While waiting for the officer’s supervisor, Khan says he talked to the officer about the officer’s problems.
The officer opened up to him, telling Khan about how a family member had died, and that his son had just told the officer that he was gay. Khan and the officer shared their problems, and the officer empathized with him, he says.
The officer talked to his supervisor, and they let Khan go, but took his passport into custody. Khan says although he was thankful he didn’t have to go to jail, his passport is his only form of identification. He has a driver’s license from Kuwait, but he says no one can understand the Arabic in which it’s written.
Because Khan has no form of identification, he is unable to apply for a driver’s license, and is not allowed to have a job, on- or off-campus, in order to earn money to buy a car. He has no other choice than to completely rely on friends to take him where he needs to go.
Because he missed the 40-day deadline, he also now has to go see a deportation officer in Cedar Rapids or Omaha on the first Tuesday of every month in addition to reporting to the Des Moines USCIS office every 30 to 40 days.
Khan’s hearing is scheduled for early August 2004. Until then, he must stay in the United States and continue reporting to the USCIS offices required.

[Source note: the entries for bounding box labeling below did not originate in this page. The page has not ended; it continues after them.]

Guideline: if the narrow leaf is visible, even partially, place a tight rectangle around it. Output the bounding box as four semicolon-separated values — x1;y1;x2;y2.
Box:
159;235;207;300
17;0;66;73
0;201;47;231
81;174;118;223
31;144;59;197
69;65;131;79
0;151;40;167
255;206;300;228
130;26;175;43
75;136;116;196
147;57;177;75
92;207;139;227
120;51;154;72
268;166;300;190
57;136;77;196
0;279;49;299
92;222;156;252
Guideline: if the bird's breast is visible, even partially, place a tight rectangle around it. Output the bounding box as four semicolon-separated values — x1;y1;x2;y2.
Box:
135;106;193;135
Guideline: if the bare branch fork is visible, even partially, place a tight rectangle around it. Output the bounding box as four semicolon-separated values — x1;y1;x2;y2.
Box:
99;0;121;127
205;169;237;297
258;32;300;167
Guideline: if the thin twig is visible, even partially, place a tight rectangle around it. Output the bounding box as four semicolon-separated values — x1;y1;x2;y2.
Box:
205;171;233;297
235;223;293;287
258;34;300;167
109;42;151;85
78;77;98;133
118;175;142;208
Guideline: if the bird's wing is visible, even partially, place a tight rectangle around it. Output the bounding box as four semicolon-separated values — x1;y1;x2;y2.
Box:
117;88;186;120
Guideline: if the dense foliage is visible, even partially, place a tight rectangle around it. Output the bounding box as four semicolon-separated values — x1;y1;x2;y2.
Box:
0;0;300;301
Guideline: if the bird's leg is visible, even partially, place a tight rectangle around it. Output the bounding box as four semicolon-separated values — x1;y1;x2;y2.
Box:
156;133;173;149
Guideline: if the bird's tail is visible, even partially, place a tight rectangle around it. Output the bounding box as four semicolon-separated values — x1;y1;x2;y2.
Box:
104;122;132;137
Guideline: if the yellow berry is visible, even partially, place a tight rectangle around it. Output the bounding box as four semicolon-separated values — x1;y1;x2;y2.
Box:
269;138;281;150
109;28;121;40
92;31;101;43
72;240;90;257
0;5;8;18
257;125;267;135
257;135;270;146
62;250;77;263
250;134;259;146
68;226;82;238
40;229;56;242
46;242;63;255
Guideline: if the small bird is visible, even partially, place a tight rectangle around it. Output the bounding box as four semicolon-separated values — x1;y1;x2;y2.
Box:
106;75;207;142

Kuwait requires Khan to return every six months to keep his residence visa there. If he does not, he will not be allowed in Kuwait, and it could take years for him to get a new residence visa.
“If I do not return to Kuwait before February [2004], my residence visa is canceled,” he says. “I won’t be able to go home — that’s where my family lives … I’m a citizen of Pakistan, but what will I do there? My family has moved.”
Khan says credits from Iowa State are unlikely to be honored in Pakistan, and he would have to go to school for another four years in Pakistan to get a degree and find a decent job.
While Khan is waiting for his hearing in over a year, his dad sent him some emergency money on which to to live, but Khan says he doesn’t know how long the money will last. He says he can’t expect his dad to support him forever.
“[The USCIS takes] everything away from you, and still they expect you to comply and do everything they want you to do perfectly,” he says. “My family was speechless. At first they thought I was joking when I told them what happened, they couldn’t believe it. It took them awhile to finally take it seriously.”
Khan’s mother says she misses her son.
“We are very worried. We are very upset we can’t see [him],” she says. “He’s only doing his studies. It’s very bad for him.”
Khan says while he is waiting, he is relying on ISU Student Legal Services to help him.
“Student Legal Services attorneys are not too experienced in this, because these are all new laws, but they’re doing their best and researching my problem,” he says.
“It’s a mess”
Khan says if he knew this was going to happen to him, he wouldn’t have come to the United States in the first place.
“It’s a mess. I never would’ve come here if I knew I would be treated like this,” he says. “I’m learning more legal things than [things in my major].”
Khan says he has two pieces of advice for other international students from the 25 countries on the list:
“Number one, smile no matter what happens. If the guy tells you to kiss his hand, kiss it. You’d better act nice to him. He has the power to deport you. Two, first priority should be the USCIS, then education.”
Trying to prevent a terrorist attack is understandable, but making everyone, even people who were in the country long before Sept. 11, jump through hoops, may not completely work.
“How would registration make them not attack?” he asks. “The only way you know someone is a terrorist is by knowing them … even if you’re not a criminal you’re treated like one. What if you were treated like this elsewhere?”
Khan says one solution that would help international students and the USCIS alike would be for the USCIS to make visits to campus.
If the USCIS was on campus, students would not have a reason to not report, and the USCIS would be able to have better access to international students, he says.
Khan crosses his legs, revealing that the sole on his left brown leather shoe is falling off. He presses the sole back onto the shoe, but the sole falls away again.
“Nobody ever said ‘Welcome to America,'” he says, gripping his coffee mug.